Google is working on an artificial intelligence breakthrough towards continual learning through a new technique called nested learning…


Picture this… you feed GPT a prompt. You get a response which is good but not quite there yet. So, you add another prompt and then another one. And soon enough, GPT seems to have forgotten parts of the initial context so you have to feed that in again.

It’s a common problem where AI keeps forgetting bits of information. Google is trying to fix that issue with its experimental model called HOPE. Designed around a new paradigm called nested learning, HOPE will focus on continued learning instead of focussing on just what it has been trained on initially.

Why does Current AI forget?

Most AI chatbots run on Large Language Models (LLMs). These are good at generating text, solving problems and maintaining conversations. But they struggle with continual learning. Every time you teach them something new, they tend to forget what they learnt earlier. In machine learning, this behaviour is referred to as catastrophic forgetting.

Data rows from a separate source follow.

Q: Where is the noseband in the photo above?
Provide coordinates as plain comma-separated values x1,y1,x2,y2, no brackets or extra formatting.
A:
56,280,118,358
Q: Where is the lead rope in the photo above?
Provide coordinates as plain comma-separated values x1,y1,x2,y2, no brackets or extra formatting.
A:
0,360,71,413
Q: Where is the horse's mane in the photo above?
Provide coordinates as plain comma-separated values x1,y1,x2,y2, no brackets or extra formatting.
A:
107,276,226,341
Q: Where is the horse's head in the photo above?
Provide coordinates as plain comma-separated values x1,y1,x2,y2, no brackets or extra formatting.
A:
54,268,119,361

Unlike the human brain that builds on prior experience and retains it, current AI needs to be retrained from scratch in order to make it retain anything new. This is a major hurdle for artificial general intelligence (AGI) which aims at developing human-like AI which can learn and reason continuously.

Andrej Karpathy, a widely respected AI/ML research scientist who previously worked at Google DeepMind, recently spoke in a podcast about how AGI is still a decade away because no one has been able to develop an AI system that learns continually. “They don’t have continual learning. You can’t just tell them something and they’ll remember it. They’re cognitively lacking and it’s just not working. It will take about a decade to work through all of those issues.”

The Nested Learning Concept

To solve for this ‘forgetting’ problem, Google has come up with a solution that involves nested learning. Instead of treating AI like a single optimisation issue, they have broken it down into several, smaller learning sub-problems.

Each of these sub-problems have their own context flow which helps them learn and optimise based on their own information flow. With this method, Google enables HOPE to learn to compute and learn at a much deeper level.

Google says this allows for “learning components with deeper computational depth” which helps AI models to retain old knowledge while learning new inputs.

Proof of Concept and Early Results

Early tests of HOPE models have been promising. While testing it on language modelling and common-sense reasoning, it has shown less confusion and more accuracy than most state-of-the-art LLM models.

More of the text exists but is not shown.